Search This Blog

Sunday, June 5, 2011

Jobs or deficits? The answer is obvious but not to politicians

For those who want a rational insight into matters economic, I heartily recommend Jared Bernstein's blog.

He was one of the most liberal and rational parts of Obama's economic team. With too many Geitners on the team his was a relatively lonely voice and he left the administration earlier this year. Pity.

Here's an example of his common sense last week:

Someone just asked me, “how does the White House pivot from targeting deficits to targeting jobs?”

How’s this? “Based on new information, we are now pivoting from targeting deficits to targeting jobs!”

Except that deficit hysteria is so pervasive nothing serious will be done. Sure, the Republicans have their jobs plan which is the same old same old that worked so well for President Hoover. Cut government spending, deregulate everything and hand out even more tax breaks to the wealthy. This policy may increase demand for chauffeurs, maids, butlers and salespeople selling Bentlys, yachts and jewelry but little else.

Even during the somewhat impressive job growth numbers over the past few months, prior to that coming to a screeching halt in may, government at all levels shed jobs every single month. Those were relative well paying jobs and for each government job loss we a new, often lower paying service job created.

Bear in mind the Chinese have said they aren't concerned about short term deficits as long as there is progress in the 5-10 year window. Tax revenues, currently at a 60 year low relative to GDP, at 14.8% will have to increase to narrow the deficit. Even the Ryan "Path to prosperity assumes a tax revenue ratio of over 18% of GDP, something that can only happen in the magic dust fairyland of the Ryan plan where even more tax cuts for the people making real money are contemplated.

We cannot seriously reduce the deficit with cost cutting only as long as sacred cows like Defense are left untouched. Repeal of the top level of the Bush tax cuts and tightening of large corporate tax loopholes is essential.

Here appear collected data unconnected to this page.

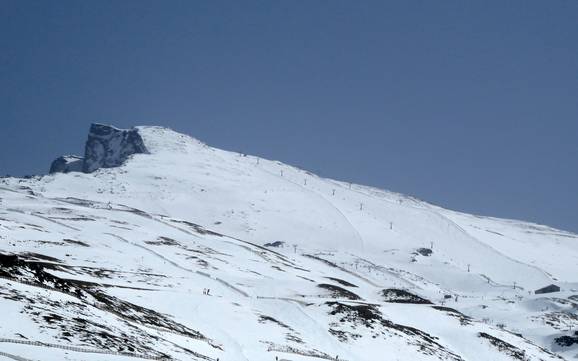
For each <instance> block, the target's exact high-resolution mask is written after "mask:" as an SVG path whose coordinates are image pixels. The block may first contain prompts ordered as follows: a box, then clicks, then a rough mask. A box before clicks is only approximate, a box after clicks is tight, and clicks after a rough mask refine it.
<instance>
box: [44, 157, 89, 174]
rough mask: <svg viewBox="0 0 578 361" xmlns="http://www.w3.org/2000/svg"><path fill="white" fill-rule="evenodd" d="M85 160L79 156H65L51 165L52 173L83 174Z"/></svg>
mask: <svg viewBox="0 0 578 361" xmlns="http://www.w3.org/2000/svg"><path fill="white" fill-rule="evenodd" d="M83 163H84V160H83V158H82V157H79V156H77V155H63V156H62V157H58V158H56V159H55V160H54V162H52V164H51V165H50V173H51V174H52V173H68V172H82V167H83Z"/></svg>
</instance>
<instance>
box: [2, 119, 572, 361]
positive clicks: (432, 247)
mask: <svg viewBox="0 0 578 361" xmlns="http://www.w3.org/2000/svg"><path fill="white" fill-rule="evenodd" d="M0 311H1V312H2V315H4V316H5V317H3V318H2V319H1V320H0V359H3V358H7V359H12V360H20V361H22V360H23V361H31V360H35V361H61V360H67V361H123V360H129V359H130V360H135V359H139V358H140V359H155V360H177V361H179V360H180V361H189V360H199V361H273V360H282V361H306V360H307V361H321V360H339V361H344V360H345V361H375V360H386V361H389V360H392V361H393V360H397V361H426V360H427V361H441V360H444V361H445V360H454V361H488V360H492V361H516V360H518V361H554V360H558V361H559V360H568V361H570V360H574V359H576V358H577V357H578V333H577V332H578V235H576V234H573V233H571V232H566V231H563V230H559V229H554V228H552V227H548V226H545V225H539V224H534V223H529V222H524V221H518V220H509V219H499V218H493V217H484V216H476V215H471V214H466V213H461V212H455V211H451V210H448V209H444V208H441V207H438V206H434V205H432V204H429V203H427V202H423V201H420V200H418V199H416V198H413V197H410V196H406V195H403V194H399V193H396V192H391V191H386V190H381V189H377V188H373V187H367V186H363V185H358V184H351V183H347V182H341V181H336V180H332V179H327V178H322V177H319V176H317V175H315V174H312V173H310V172H307V171H304V170H301V169H298V168H296V167H292V166H289V165H287V164H284V163H282V162H278V161H272V160H267V159H263V158H258V157H254V156H250V155H246V154H242V153H238V152H229V151H225V150H221V149H216V148H212V147H210V146H208V145H206V144H204V143H203V142H201V141H199V140H197V139H194V138H192V137H189V136H187V135H184V134H180V133H177V132H174V131H172V130H170V129H167V128H163V127H135V128H132V129H128V130H123V129H117V128H115V127H112V126H107V125H101V124H93V125H92V126H91V127H90V132H89V135H88V140H87V142H86V147H85V152H84V155H83V156H72V155H69V156H63V157H60V158H58V159H57V160H55V161H54V162H53V164H52V167H51V169H50V174H48V175H44V176H36V177H27V178H10V177H5V178H0Z"/></svg>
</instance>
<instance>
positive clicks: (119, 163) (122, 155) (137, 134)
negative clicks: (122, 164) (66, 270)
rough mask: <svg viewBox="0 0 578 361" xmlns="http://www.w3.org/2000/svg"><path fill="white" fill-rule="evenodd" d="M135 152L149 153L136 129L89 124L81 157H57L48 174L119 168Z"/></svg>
mask: <svg viewBox="0 0 578 361" xmlns="http://www.w3.org/2000/svg"><path fill="white" fill-rule="evenodd" d="M138 153H148V151H147V149H146V147H145V145H144V142H143V140H142V138H141V136H140V134H139V133H138V130H137V129H134V128H133V129H118V128H115V127H113V126H110V125H104V124H92V125H91V126H90V131H89V133H88V140H87V141H86V146H85V150H84V158H83V157H79V156H75V155H69V156H62V157H59V158H57V159H56V160H54V162H52V165H51V167H50V173H68V172H84V173H92V172H94V171H95V170H97V169H100V168H114V167H118V166H121V165H122V164H123V163H124V162H125V161H126V160H127V159H128V158H129V157H130V156H131V155H133V154H138Z"/></svg>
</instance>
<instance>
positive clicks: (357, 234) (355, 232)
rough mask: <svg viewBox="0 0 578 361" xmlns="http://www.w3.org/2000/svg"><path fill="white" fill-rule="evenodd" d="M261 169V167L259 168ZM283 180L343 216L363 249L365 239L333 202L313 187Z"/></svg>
mask: <svg viewBox="0 0 578 361" xmlns="http://www.w3.org/2000/svg"><path fill="white" fill-rule="evenodd" d="M259 169H261V168H259ZM261 171H263V172H264V173H267V174H269V175H271V176H274V177H277V178H279V176H278V175H276V174H274V173H271V172H269V171H268V170H265V169H261ZM283 180H284V181H286V182H289V183H291V184H293V185H295V186H297V187H299V188H300V189H304V190H306V191H308V192H309V193H311V194H314V195H315V196H316V197H317V198H320V199H322V200H323V201H324V202H325V203H326V204H328V205H329V206H330V207H331V208H333V209H334V210H335V211H336V212H337V213H338V214H339V215H340V216H341V218H343V219H344V220H345V222H346V223H347V224H348V225H349V227H350V228H351V229H352V230H353V232H354V233H355V235H356V236H357V239H358V240H359V241H360V242H361V248H362V249H365V241H364V240H363V237H361V234H360V233H359V231H358V230H357V228H355V227H354V226H353V224H352V223H351V222H350V221H349V219H348V218H347V217H346V216H345V214H343V212H341V210H340V209H339V208H337V207H336V206H335V205H334V204H333V203H331V202H330V201H329V200H328V199H326V198H325V197H323V196H322V195H321V194H320V193H318V192H316V191H315V190H314V189H313V188H306V187H304V186H302V185H300V184H298V183H296V182H293V181H291V180H289V179H288V178H283Z"/></svg>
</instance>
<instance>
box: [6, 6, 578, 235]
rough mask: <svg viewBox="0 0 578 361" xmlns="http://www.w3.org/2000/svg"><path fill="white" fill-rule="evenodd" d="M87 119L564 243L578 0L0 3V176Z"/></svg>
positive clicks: (570, 165) (77, 153) (59, 137)
mask: <svg viewBox="0 0 578 361" xmlns="http://www.w3.org/2000/svg"><path fill="white" fill-rule="evenodd" d="M95 121H96V122H104V123H111V124H114V125H117V126H119V127H130V126H133V125H143V124H150V125H163V126H168V127H171V128H173V129H175V130H178V131H182V132H185V133H187V134H190V135H192V136H194V137H196V138H199V139H201V140H203V141H204V142H206V143H208V144H210V145H212V146H216V147H220V148H224V149H229V150H236V151H242V152H245V153H249V154H255V155H260V156H263V157H265V158H269V159H278V160H281V161H283V162H286V163H289V164H293V165H297V166H300V167H302V168H306V169H309V170H312V171H314V172H317V173H319V174H321V175H323V176H328V177H332V178H337V179H342V180H350V181H354V182H358V183H363V184H369V185H374V186H378V187H381V188H386V189H390V190H394V191H398V192H403V193H407V194H410V195H414V196H417V197H419V198H422V199H425V200H427V201H430V202H433V203H436V204H440V205H442V206H445V207H448V208H452V209H457V210H464V211H468V212H473V213H478V214H484V215H493V216H500V217H508V218H518V219H526V220H532V221H536V222H538V223H545V224H549V225H552V226H556V227H560V228H563V229H567V230H573V231H578V1H575V0H566V1H564V0H560V1H558V0H554V1H527V0H524V1H521V0H520V1H514V0H513V1H503V0H499V1H463V0H447V1H408V0H403V1H401V0H400V1H338V0H328V1H320V0H319V1H318V0H307V1H300V0H290V1H215V0H211V1H145V0H138V1H127V0H122V1H121V0H114V1H107V0H98V1H63V0H59V1H47V0H39V1H26V0H16V1H12V0H0V173H1V174H12V175H24V174H33V173H45V172H46V171H47V170H48V167H49V165H50V162H51V161H52V160H53V158H55V157H57V156H58V155H60V154H68V153H77V154H82V151H83V143H84V140H85V138H86V134H87V130H88V127H89V124H90V123H91V122H95Z"/></svg>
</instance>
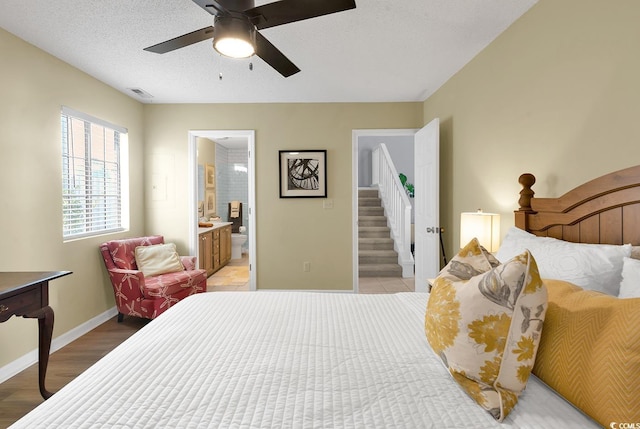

last week Bernstein wrote about America's infrastructure. In 2009 the American Society of Civil Engineers graded 15 areas of America's infrastructure. Of the 15 4 were awarded a C or C-. The other 11 got D's or D minuses. The cost to upgrade them in a 5 year time frame is $2.2 trillion. America needs a new "New Deal" and that expenditure would fit the bill. Yes, it will increase he deficit in the short term but the stimulus to the economy would he huge. Each year wasted in not dealing with infrastructure makes the situation worse and only increases the costs down the road.

When the Republicans expend far more energy trying to shut down planned parenthood and wage their war against abortion while occasionally paying homage to job creation with failed policies and platitudes nothing will get done. Obama and far too many of the Democrats have got caught up in deficit hysteria and do little other than to try to minimize Republican budget cuts so something as sensible as spending money on infrastructure will never enter the dialogue.

The economy is moribund because demand has withered, bot because of uncertainty about taxes or regulations. True seriousness about the economy left the building a long time ago and it isn't coming back. The only hope is that the current radical extreme version of the GOP truly gets its ass kicked in 2012 but that won't happen if the economy starts to worsen and there is nothing on the horizon to suggest that the opposite will happen.